Let $\vec{v_1}$ and $\vec{v_2}$ given:
$\overrightarrow{V_1} = r_1\hat{u_r} + \theta_1\hat{u_\theta} + \phi_1\hat{u_\phi} \\
\overrightarrow{V_2} = r_2\hat{u_r} + \theta_2\hat{u_\theta} + \phi_2\hat{u_\phi} \\$
where $r_n\theta_n\phi_n$ are known constants.
My first question is whether $\vec{v_1}$ and $\vec{v_2}$ are functions? I think they are functions since for each point in coordinate system, the result of $\vec{v_1}$ and $\vec{v_2}$ is different since $\hat{u_r} \hat{u_\theta} \hat{u_\phi}$ changes direction. This is little weird when compared to cartesian coordinate system.

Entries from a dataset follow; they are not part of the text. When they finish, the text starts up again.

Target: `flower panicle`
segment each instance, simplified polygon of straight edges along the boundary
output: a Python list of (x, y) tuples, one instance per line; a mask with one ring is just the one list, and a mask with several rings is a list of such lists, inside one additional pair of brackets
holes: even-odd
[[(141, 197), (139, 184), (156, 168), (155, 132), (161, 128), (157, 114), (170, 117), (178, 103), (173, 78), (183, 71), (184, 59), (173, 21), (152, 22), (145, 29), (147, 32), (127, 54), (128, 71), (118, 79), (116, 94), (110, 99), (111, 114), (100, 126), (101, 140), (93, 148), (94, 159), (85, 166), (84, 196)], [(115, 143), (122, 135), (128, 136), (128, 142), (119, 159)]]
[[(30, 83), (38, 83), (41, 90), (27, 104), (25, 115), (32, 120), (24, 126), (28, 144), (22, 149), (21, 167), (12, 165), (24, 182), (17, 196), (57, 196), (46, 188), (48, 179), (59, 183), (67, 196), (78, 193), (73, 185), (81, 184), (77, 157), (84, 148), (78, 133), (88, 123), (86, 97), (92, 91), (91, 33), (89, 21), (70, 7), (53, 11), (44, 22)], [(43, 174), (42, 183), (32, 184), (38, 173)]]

Second, Can we dot product in a similar manner done in cartesian coordinate system, i.e does dot product equal to $\vec{v_1} \cdot \vec{v_2}=r_1 \cdot r_2 + \theta_1 \cdot \theta_2 + \phi_1 \cdot \phi_2$? By similar arguments at question 1 It seems to me that it is only possible when they are defined at same point. Otherwise, i think we need to convert vectors to cartesian coordinate system.